The problem with Protestant Christianity lies in the fact that they fought the wrong battle. In their desire to free themselves from the corruption of the Catholic Church, they decided that the only real authority they needed in their lives was the Scripture. Which would be fine if the Scripture was written for that purpose. But it is not. Rarely does it answer directly the question we want answers to. If we want to know about things like the Trinity, a foundational Christian doctrine, we must piece it together from random indirect references to it in books and letters that really aren't talking about it.

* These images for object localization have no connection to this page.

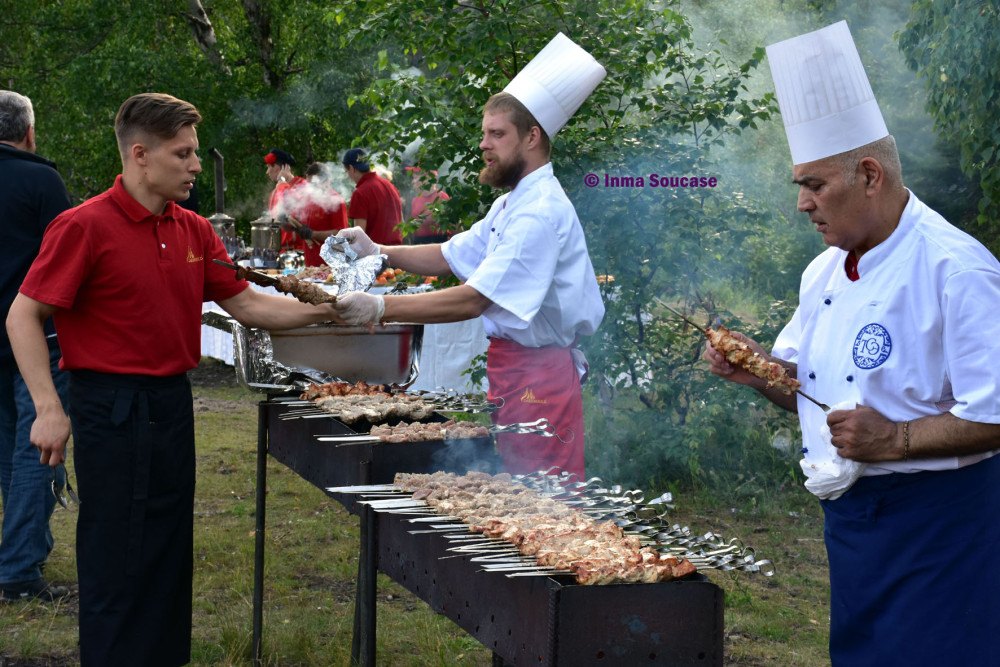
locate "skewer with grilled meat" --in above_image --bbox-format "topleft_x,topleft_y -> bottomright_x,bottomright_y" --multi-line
706,324 -> 801,395
392,471 -> 696,585
369,420 -> 491,442
235,266 -> 336,305
300,381 -> 389,400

The battle was never about the authority of scripture. In fact, the Catholics themselves recognize that scripture is authoritative. Everyone does, actually. Scripture is the one thing we can point to outside of ourselves to give credence to whatever we're saying. The authority of scripture just isn't in question. Its the interpretation of it that is. Protestants claim that every person has the ability to read scripture and determine the Truth about God. They are constantly claiming things are "scriptural" and "Bible Based" as if their opinions about what the scriptures say is completley obvious. But its not obvious. That's why none of us agree with each other. We all read the same scripture and either copy what someone else says or come up with our own ideas. Solo Scriptura doesn't work. No matter how strongly I feel about whatever deer path I'm on, I don't know any more than any other bloke lost in the woods where it goes.

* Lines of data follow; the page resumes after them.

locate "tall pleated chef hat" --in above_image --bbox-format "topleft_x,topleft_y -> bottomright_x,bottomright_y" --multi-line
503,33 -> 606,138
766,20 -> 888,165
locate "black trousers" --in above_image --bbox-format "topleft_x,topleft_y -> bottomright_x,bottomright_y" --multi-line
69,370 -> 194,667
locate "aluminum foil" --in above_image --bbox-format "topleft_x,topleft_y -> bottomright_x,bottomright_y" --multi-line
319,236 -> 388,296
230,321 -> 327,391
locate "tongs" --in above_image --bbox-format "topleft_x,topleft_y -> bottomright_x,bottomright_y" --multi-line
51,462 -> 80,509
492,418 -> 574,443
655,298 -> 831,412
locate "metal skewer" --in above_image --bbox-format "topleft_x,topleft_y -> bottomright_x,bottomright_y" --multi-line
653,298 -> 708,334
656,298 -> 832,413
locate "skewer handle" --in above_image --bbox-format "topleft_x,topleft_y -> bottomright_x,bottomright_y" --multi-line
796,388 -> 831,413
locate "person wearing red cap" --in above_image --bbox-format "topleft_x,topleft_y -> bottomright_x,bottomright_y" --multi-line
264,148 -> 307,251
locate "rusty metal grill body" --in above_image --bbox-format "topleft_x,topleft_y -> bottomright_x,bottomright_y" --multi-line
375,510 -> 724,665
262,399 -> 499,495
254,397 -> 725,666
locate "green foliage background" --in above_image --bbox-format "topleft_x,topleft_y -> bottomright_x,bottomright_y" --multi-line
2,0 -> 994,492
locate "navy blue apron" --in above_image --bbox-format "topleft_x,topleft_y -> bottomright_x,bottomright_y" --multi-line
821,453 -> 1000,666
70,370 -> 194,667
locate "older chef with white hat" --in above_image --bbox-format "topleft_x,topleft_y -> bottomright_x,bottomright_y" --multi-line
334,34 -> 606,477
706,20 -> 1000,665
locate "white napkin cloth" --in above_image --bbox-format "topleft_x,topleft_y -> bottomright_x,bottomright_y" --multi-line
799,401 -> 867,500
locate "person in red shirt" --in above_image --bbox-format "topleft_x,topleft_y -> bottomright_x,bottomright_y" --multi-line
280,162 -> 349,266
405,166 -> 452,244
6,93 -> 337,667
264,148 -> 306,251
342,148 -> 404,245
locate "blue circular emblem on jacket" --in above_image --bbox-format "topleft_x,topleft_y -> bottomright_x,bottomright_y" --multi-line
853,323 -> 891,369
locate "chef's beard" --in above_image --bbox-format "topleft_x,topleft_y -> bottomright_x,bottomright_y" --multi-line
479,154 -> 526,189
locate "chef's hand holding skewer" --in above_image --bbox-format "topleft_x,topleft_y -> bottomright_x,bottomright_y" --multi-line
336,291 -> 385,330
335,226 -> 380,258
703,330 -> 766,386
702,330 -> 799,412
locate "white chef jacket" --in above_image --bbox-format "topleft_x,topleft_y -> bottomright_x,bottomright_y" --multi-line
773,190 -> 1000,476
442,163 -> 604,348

And then I found Orthodoxy. They have a Tradition of interpretation that can be traced back to the disciples of the disciples of Jesus himself. And there's the real revelation. Jesus says that to know the Father you must know him. He is the full revelation of God. Scripture, written by other people about Jesus may be very informative, but it is the person of Jesus who fully reveals who God is. And to think that I, 2,000 years later would be able to understand the person of Jesus better than anyone who came before me, even those who sat at his feet as children, that's the kind of arrogance that gets you really lost on the wrong side of the mountain. That's when I realized I was so tired. Tired of having to be right. Tired of realizing I was wrong and I needed to come up with a new way of seeing things. Tired of pretending like I had any idea where I was. I needed to see that the whole time I was following that deer path, the deer were following the actual trail. I thought I could get myself out of the woods, but what I needed to do all along was just look up and see the actual deer with enough humility to follow.
I am ready to submit to a Tradition. I am ready to say that maybe I don't know it all and can't figure it out all on my own. I am thankful that Jesus did not reveal God to his disciples and then leave the rest of us hanging, desperatly clawing meaning out of whatever scraps are left two centuries later. I am ready to admit that I'm lost and I need some guidance on where the trail is. I am ready to get out of these woods.